There will be unemployment and rising debts, plunging those most vulnerable into poverty.

The coronavirus is a wicked one, but it has patterns in its behavior.

It mainly attacks indoors, creating hotspots that could kick-start chains of transmission. But that also means it is much less likely to spread to someone outdoors.

We can look at Vietnam's current situation as a case study. So far all epicenters have been in indoor locations like quarantine areas, bars, hotels, airports, hospitals, and karaoke parlors.

Thousands of people gathered in beaches for the four-day Reunification Day holiday, and no similar spread has been detected.

The same conclusion could be drawn around the world as well: many of the most severe outbreaks have started in indoor locations like factories, cruise ships, churches, and nursing homes.

Scientists have also stated that the virus thrives in cold and dry enclosed places with little air circulation.

The wind helps dissipate it, while heat and UV rays from the sun make short work of it as well.

That however does not mean it is impossible to get infected outdoors, only exceedingly rare. Wearing a mask and keeping a distance are still the simplest ways to stay safe.

Citizens stay two meters apart from each other while lining up to receive rice in Hanoi as a coronavirus prevention measure, April 14, 2020. Photo by VnExpress/Giang Huy.

Citizens stay two meters apart from each other while lining up to receive donated rice in Hanoi on April 14, 2020. Photo by VnExpress/Giang Huy.

But what I want to say is that the coronavirus is no longer a threat we cannot comprehend.

When the pandemic first broke, lockdowns and social distancing were widely regarded as the best measures to curb the disease's spread because they were the only ones we know.

But we have learned lessons along the way. We now know how the virus spreads, how it kills and what we can do to put a stop to it.

That is why several countries have now been moving away from mass lockdowns. Instead, they focus on cutting the chain of transmission and mitigating factors that could help the virus thrive.
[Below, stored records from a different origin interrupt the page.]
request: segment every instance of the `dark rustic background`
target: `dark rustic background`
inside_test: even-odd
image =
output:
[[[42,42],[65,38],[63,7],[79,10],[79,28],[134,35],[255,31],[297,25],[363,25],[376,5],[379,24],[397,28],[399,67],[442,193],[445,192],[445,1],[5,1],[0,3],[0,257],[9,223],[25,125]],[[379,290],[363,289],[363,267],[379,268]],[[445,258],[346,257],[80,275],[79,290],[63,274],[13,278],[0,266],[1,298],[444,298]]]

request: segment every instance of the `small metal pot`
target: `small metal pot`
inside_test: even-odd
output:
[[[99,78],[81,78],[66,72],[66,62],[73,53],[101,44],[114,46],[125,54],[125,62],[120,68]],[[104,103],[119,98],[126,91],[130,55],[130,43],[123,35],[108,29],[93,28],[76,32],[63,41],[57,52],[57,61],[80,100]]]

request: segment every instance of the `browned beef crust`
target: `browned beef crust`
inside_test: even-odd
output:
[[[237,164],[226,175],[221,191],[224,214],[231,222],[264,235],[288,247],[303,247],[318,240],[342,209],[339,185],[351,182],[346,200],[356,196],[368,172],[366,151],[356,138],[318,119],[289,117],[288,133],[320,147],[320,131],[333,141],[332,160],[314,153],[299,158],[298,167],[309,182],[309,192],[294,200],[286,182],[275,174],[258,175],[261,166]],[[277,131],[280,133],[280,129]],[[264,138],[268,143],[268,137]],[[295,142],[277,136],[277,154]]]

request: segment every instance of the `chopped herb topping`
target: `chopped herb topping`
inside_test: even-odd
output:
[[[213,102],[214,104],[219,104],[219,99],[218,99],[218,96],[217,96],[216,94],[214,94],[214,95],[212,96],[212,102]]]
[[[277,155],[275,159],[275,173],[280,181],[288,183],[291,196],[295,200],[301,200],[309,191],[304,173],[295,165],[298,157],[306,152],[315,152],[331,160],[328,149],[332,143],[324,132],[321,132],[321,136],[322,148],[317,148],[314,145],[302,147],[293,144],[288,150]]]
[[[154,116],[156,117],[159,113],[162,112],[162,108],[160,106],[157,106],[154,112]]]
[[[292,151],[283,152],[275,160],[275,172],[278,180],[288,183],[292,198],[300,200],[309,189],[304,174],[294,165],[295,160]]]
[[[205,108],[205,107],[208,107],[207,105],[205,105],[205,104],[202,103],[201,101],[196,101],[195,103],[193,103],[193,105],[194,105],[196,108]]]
They do all that while keeping societies functioning as much as they can.

I believe Vietnam is on the right track as well. Aggressive contact tracing, quick isolation and mass testing seem to be doing their job. I do not think there is need for another social distancing period like last year, at least not at the moment.

Just keep those bars and karaoke parlors closed and encourage people to stay home and not go out unnecessarily, and that should be enough for now.

There is a general election coming up later this month. Online voting is an option, but I think that might be too costly for Vietnam right now.

So we could just vote in the traditional way, but outdoors instead with people still wearing masks and staying two meters from each other. That should be a much better alternative, I believe.

Lockdowns do work, but they should only be a last resort. Vietnam does not need one right now.

*Tran Van Phuc is a doctor at St. Paul Hospital in Hanoi. The opinions expressed are his own.